Dann brauchen Sie dem Finanzamt den Fehler nicht zu melden. Dies hat das Finanzgericht Sachsen-Anhalt entschieden.

Hintergrund

Ein Steuerzahler hatte eine vollständige und korrekt ausgefüllte Steuererklärung beim Finanzamt eingereicht. Das Finanzamt hatte im Vorjahr jedoch einen Fehler gemacht und einen Verlustvortrag festgestellt. Für das Jahr, für das die Steuererklärung eingereicht wurde, wurde die Steuer wegen der Verlustverrechnung mit null Euro festgesetzt.
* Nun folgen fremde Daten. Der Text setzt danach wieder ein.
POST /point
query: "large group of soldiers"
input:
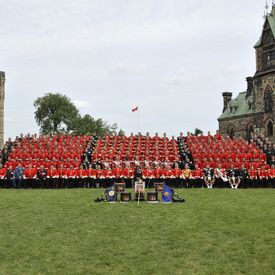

Der Steuerzahler machte das Finanzamt erst auf den Fehler aufmerksam als es sich zu einer Prüfung anmeldete.

Schweigen nicht strafbar

Nach Auffasung des Gerichts sind Steuerzahler nicht dazu verpflichtet, auf die Fehler des Finanzamts aufmerksam zu machen. Verschweigt man den Fehler, so macht man sich auch nicht strafbar.

Wichtig

Beim Bundesfinanzhof ist ein Revisionsverfahren anhängig. Dieser spricht dann das letzte Wort.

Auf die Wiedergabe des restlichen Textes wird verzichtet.